EfficientNet v2

Use case : `Image classification`

Model description

EfficientNet v2 family is one of the best topologies for image classification. It has been obtained through neural architecture search with a special care given to training time and number of parameters reduction.

This family of networks comprises various subtypes: B0 (224x224), B1 (240x240), B2 (260x260), B3 (300x300), S (384x384) ranked by depth and width increasing order. There are also M, L, XL variants but too large to be executed efficiently on STM32N6.
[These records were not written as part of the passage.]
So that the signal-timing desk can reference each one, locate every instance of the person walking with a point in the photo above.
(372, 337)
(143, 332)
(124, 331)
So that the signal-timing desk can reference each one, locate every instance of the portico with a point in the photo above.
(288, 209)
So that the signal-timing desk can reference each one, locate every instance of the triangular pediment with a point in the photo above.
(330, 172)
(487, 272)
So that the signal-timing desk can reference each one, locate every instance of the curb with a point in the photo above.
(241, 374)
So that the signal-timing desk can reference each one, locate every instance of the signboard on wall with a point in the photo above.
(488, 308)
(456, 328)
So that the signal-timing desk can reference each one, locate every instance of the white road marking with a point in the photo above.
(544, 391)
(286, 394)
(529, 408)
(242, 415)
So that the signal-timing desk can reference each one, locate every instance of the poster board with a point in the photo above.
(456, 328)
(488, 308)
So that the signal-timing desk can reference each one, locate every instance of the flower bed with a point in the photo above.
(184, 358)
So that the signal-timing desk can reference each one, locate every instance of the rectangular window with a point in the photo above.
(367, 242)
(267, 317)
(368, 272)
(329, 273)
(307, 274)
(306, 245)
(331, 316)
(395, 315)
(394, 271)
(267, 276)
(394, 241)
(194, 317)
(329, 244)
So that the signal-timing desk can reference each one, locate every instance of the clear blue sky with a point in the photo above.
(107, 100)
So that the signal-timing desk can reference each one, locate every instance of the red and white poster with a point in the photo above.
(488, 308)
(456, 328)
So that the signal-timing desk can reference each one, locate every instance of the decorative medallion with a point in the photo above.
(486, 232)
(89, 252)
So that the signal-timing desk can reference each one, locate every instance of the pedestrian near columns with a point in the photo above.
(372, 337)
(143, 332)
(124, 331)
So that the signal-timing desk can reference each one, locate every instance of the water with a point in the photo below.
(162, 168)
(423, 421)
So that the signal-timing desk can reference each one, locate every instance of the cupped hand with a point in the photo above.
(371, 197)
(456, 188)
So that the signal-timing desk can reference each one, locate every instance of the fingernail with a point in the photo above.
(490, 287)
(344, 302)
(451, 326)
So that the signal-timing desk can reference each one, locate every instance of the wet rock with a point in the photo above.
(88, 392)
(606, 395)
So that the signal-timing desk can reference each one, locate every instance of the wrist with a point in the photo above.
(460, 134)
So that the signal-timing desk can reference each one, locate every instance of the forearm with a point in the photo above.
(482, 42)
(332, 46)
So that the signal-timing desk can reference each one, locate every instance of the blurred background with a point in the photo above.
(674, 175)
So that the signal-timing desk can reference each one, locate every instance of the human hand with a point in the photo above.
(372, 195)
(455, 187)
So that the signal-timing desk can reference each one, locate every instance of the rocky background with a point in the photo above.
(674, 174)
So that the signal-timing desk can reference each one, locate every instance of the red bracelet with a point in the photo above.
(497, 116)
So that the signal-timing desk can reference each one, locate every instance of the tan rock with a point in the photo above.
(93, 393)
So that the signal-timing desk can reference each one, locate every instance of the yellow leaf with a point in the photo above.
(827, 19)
All these networks are already available on https://www.tensorflow.org/api_docs/python/tf/keras/applications/ pre-trained on imagenet.

Network information

Network Information	Value
Framework	TensorFlow Lite/ONNX quantizer
MParams type=B0	7.1 M
Quantization	int8
Provenance	https://www.tensorflow.org/api_docs/python/tf/keras/applications/efficientnet_v2
Paper	https://arxiv.org/pdf/2104.00298

The models are quantized using tensorflow lite converter or ONNX quantizer.

Network inputs / outputs

For an image resolution of NxM and P classes

Input Shape	Description
(1, N, M, 3)	Single NxM RGB image with UINT8 values between 0 and 255 for tflite
(1, 3, N, M)	Single NxM RGB image with INT8 values between -128 and 127 for ONNX

Output Shape	Description
(1, P)	Per-class confidence for P classes in FLOAT32 for tflite
(1, P)	Per-class confidence for P classes in FLOAT32 for ONNX

Recommended platforms

Platform	Supported	Recommended
STM32L0	[]	[]
STM32L4	[]	[]
STM32U5	[]	[]
STM32H7	[]	[]
STM32MP1	[x]	[x]
STM32MP2	[x]	[x]
STM32N6	[x]	[x]

Performances

Metrics

Measures are done with default STM32Cube.AI configuration with enabled input / output allocated option.
fft stands for "full fine-tuning", meaning that the full model weights were initialized from a transfer learning pre-trained model, and all the layers were unfrozen during the training.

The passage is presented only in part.